Savings On Agricultural Land Taxes
Agricultural appraisal lowers the taxable value of land. As noted previously, it values land based on its capacity to produce crops, livestock, qualified wildlife or timber, rather than its value on the real estate market. This method typically reduces your property tax bill.
What land qualifies?
Taxpayers may qualify for agricultural appraisal under two different state laws. The newer one is called “open-space valuation” or “1-d-1 appraisal” (after Article 8, Section 1-d-1 of the Texas Constitution). Nearly all land that receives agricultural appraisal falls under this law. Details on the older law—known as “1-d” or “agricultural use”—are available from your appraisal district. Very few landowners apply for “1-d” since you have to show at least 50 percent of your income comes from farming or ranching.
To receive “1-d-1 appraisal,” your land must meet the following criteria.
The land must be devoted principally to agricultural use.
Agricultural use includes the production of crops, livestock, poultry, fish or cover crops. It also can include leaving the land idle for a government program or for normal crop or livestock rotation. Land used for raising certain exotic animals or birds to produce human food or other items of commercial value and wood for use in fences or structures on adjacent agricultural land also qualifies, as does land used for wildlife management. Wildlife management land must previously have qualified as open-space land for other purposes. Wildlife management land must be used in at least three of seven specific ways to propagate a breeding population of wild animals for human use. See the Comptroller’s Guidelines for Qualification of Agricultural Land in Wildlife Management Use, available at your appraisal district or from the Texas Comptroller’s office.
- Timberland must be used with the intent to produce income and be devoted principally to the production of timber.
- Both agricultural land and timberland must be devoted to production at a level of intensity that is common in the local area.
The land must have been devoted to agricultural and/or timber production for at least five of the past seven years. Land within the city limits, however, must have been devoted to such use continuously for the preceding five years, unless the land did not receive substantially equal city services as other properties in the city.
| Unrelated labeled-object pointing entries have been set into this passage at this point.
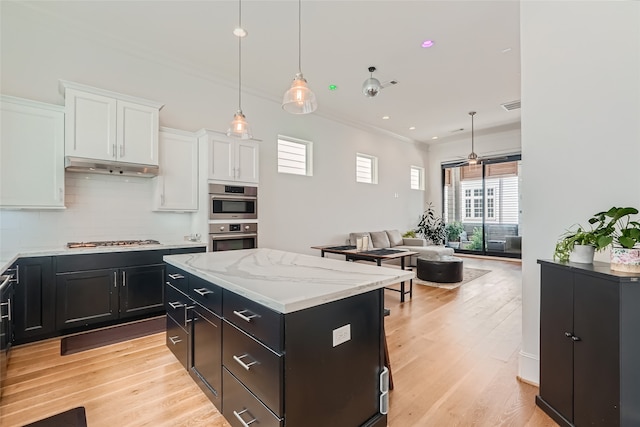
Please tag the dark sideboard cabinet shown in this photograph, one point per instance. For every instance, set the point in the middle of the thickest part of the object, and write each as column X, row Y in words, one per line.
column 589, row 345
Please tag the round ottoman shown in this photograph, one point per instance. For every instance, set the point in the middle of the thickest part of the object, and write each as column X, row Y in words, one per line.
column 444, row 270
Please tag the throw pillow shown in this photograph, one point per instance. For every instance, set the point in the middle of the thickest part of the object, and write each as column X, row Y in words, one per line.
column 354, row 236
column 395, row 238
column 380, row 239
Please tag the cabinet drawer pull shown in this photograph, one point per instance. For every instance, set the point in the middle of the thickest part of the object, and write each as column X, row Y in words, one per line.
column 239, row 417
column 241, row 314
column 246, row 366
column 203, row 291
column 8, row 315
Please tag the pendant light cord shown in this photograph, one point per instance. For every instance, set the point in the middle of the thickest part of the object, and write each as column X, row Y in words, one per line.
column 299, row 36
column 240, row 57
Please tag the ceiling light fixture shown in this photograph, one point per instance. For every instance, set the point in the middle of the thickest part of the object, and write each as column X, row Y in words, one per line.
column 472, row 157
column 239, row 127
column 299, row 99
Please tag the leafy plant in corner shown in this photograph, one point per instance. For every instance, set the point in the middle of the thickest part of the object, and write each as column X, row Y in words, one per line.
column 617, row 227
column 431, row 226
column 453, row 230
column 577, row 235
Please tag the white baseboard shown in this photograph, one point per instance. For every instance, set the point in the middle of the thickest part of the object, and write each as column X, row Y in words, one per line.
column 529, row 368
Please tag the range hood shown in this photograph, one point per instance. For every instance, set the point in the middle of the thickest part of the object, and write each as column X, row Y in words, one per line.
column 78, row 164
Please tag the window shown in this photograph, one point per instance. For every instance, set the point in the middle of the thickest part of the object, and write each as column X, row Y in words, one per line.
column 417, row 178
column 294, row 156
column 366, row 169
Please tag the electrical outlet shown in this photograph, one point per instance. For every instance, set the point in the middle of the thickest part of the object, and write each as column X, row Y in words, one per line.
column 341, row 335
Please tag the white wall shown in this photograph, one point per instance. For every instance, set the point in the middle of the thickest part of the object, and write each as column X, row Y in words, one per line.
column 580, row 129
column 295, row 212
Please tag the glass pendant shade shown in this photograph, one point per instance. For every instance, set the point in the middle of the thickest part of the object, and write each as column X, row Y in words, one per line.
column 299, row 99
column 239, row 127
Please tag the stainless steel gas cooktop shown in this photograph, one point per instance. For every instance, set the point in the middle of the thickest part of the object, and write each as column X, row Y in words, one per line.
column 111, row 243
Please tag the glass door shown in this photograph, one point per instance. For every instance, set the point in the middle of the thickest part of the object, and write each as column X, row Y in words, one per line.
column 482, row 207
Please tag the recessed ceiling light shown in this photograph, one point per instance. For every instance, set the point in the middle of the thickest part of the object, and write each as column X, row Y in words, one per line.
column 240, row 32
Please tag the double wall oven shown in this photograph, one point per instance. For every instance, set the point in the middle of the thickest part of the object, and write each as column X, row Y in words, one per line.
column 226, row 204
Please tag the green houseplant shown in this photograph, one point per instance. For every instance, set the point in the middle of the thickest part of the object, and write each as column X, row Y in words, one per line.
column 453, row 230
column 431, row 226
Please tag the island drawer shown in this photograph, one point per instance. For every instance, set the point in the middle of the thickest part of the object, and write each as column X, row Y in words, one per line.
column 205, row 293
column 175, row 304
column 255, row 319
column 178, row 341
column 177, row 278
column 256, row 366
column 241, row 408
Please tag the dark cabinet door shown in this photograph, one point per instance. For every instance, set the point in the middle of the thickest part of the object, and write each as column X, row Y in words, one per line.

- If your land has qualified for agricultural appraisal and you change its use to a non-agricultural purpose, you will owe a “rollback” tax for each of the previous five years in which your land received the lower appraisal.
The rollback tax is the difference between the taxes you paid on your land’s agricultural value and the taxes you would have paid if the land had been taxed on a higher market value. In addition, 7 percent interest is charged for each year from the date on which taxes would have been due.
The chief appraiser determines whether a change to a nonagricultural use has been made and sends the taxpayer a notice of the change. If you disagree, you may file a protest with the appraisal review board. You must file this protest within 30 days of the date on which the notice was mailed to you.
If you don’t protest or if the ARB decides against you, you owe the rollback tax. The owner who changes the land’s use receives the rollback tax bill, even though you may have not owned the land when it received the tax break.
How to File for Agricultural Appraisal
- Obtain an application form at your local appraisal district office.
- Fill it out completely and return it to the appraisal district office after January 1, but no later than April 30. Remember that falsifying statements on your application is a criminal offense.
- If your property is valued by more than one appraisal district, which occurs whenever a taxing unit crosses county lines, you must file an application with each appraisal district office. If you don’t, you could end up paying taxes on your property’s full market value to one or more taxing units. Contact your appraisal district if you aren’t sure.
- If you need more time to complete your application form, submit a written request to the chief appraiser before the April 30th deadline. The chief appraiser can grant up to 60 extra days if you have a good reason for needing extra time.
- If you miss the April 30 deadline, you may file an application any time before the ARB approves the appraisal records, which usually occurs on or about July 20. You will be charged a penalty for late filing equal to 10 percent of the tax savings you obtained through receiving agricultural appraisal for your land. After the ARB approves the records, you can no longer apply for agricultural appraisal for that year.
- If the chief appraiser asks you for more information, you will have at least 30 days to reply. You may ask for more time but you must have a good reason. If you don’t reply, the chief appraiser must deny your application.
- If the chief appraiser denies or modifies your request for agricultural appraisal, he or she must tell you in writing within five days. This notice must explain how you can protest to the ARB.
- Once you receive agricultural appraisal, you don’t have to apply again in succeeding years unless your qualifications change. The chief appraiser may request a new application from time to time, to verify that you still meet the qualifications. If you receive a notice to reapply, be sure to do so. If you don’t, you will lose your eligibility. If you become the owner of land that is already qualified, you must reapply in your own name by April 30. If you don’t, you will lose your eligibility. You must notify the appraisal district in writing by April 30 if your land’s eligibility changes. Failure to do so will result in a penalty charge.